When we believe the lies of everyday narcissism we take care of everyone else’s needs but not our own. We believe we can prevent someone from getting angry by saying or doing the right thing. We lie in an attempt to prevent someone else from feeling hurt or angry. This almost never works. In fact, it usually makes matters worse. Many of us become conflict avoidant. We may say yes to some things when we really want to say no. We also expect or demand that everyone else take care of our needs. Then we get disappointed and angry when they don’t.
Basically, because of everyday narcissism, we make ourselves miserable. We may also take out our misery on others.
What are the best ways to overcome everyday narcissism?
The book contains a step-by-step process for healing everyday narcissism.
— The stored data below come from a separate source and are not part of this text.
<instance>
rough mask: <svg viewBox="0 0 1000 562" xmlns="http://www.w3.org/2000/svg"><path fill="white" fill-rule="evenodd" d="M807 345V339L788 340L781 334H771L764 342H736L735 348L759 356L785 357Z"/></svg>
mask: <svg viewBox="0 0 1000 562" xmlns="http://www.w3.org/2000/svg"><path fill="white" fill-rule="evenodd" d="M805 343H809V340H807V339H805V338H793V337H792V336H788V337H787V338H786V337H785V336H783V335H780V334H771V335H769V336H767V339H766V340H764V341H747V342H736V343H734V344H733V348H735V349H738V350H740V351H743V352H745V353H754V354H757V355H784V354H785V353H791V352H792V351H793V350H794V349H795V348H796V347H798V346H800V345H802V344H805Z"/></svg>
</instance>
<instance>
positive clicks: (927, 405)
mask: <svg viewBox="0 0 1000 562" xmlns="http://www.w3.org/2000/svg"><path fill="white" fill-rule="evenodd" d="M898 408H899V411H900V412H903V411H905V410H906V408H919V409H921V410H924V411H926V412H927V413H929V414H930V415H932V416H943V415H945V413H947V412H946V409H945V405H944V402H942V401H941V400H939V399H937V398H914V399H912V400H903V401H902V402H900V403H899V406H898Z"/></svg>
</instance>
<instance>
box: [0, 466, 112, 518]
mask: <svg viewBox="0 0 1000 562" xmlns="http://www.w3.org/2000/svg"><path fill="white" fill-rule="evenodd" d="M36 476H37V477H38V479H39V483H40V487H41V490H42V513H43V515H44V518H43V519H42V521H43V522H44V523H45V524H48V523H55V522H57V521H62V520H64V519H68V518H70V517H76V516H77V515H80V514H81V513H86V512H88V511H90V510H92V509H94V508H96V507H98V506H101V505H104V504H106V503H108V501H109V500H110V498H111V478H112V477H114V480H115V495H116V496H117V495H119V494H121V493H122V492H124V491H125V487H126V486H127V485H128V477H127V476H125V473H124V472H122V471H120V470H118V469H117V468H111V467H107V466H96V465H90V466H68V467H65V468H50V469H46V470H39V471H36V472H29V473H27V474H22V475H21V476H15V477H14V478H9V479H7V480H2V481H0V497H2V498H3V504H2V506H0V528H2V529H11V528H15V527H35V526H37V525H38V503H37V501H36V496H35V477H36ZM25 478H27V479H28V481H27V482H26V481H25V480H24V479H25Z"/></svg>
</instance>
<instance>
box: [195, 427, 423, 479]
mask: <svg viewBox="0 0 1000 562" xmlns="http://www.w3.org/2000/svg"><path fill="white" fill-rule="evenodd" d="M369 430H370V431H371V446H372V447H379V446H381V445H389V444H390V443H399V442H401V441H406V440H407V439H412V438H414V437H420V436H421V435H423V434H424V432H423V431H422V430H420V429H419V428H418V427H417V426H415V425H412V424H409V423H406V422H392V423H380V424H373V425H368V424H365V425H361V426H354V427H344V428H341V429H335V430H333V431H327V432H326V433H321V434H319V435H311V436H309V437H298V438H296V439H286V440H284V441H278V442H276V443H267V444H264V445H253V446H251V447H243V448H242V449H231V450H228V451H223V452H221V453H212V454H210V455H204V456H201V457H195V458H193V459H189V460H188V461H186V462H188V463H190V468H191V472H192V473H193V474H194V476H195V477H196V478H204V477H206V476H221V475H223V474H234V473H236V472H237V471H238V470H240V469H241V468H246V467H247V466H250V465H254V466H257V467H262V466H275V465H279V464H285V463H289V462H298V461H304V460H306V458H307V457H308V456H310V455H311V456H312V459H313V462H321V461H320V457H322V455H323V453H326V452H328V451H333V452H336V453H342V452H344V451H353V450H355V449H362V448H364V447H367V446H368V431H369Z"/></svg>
First we have to learn to recognize everyday narcissism when we see it—in ourselves, in others, and in society at large. Once we name it and can see it, we can begin to change and heal it. My book has lots of specific tools and activities to start that process. For example, learning to say “No, that won’t work for me,” in a kind and gracious manner is really scary for many people. We sense that saying no threatens our need to belong. We fear it may make someone angry and they will go away. And they might. People who want you to take care of them may get upset or angry and go away. However, your real friends will stick around when you are honest with them. My book will help readers say no when they want to say no.
Who would most benefit by reading your book?
Anyone whose life is not as happy or fulfilling as they would like it to be.
If you had one piece of advice, what would it be?
Let me offer three pieces. First, through everyday narcissism, we learned at a young age to not trust ourselves or the messages from our own body or our own innate wisdom. Take the time to pay attention to your own internal wisdom. Take it seriously. As you practice some of the activities in my book, you will learn to trust it and let it guide you.
Second, I want people to understand that they are all valuable, worthwhile, likeable, and lovable just as they are. They don’t need to heed the myths of everyday narcissism in order to be loved or lovable. Third, the wounds created by everyday narcissism can be healed. Life can become peaceful, joyful, and fun. The healing—and the peace, joy, and fun—are what my book is all about.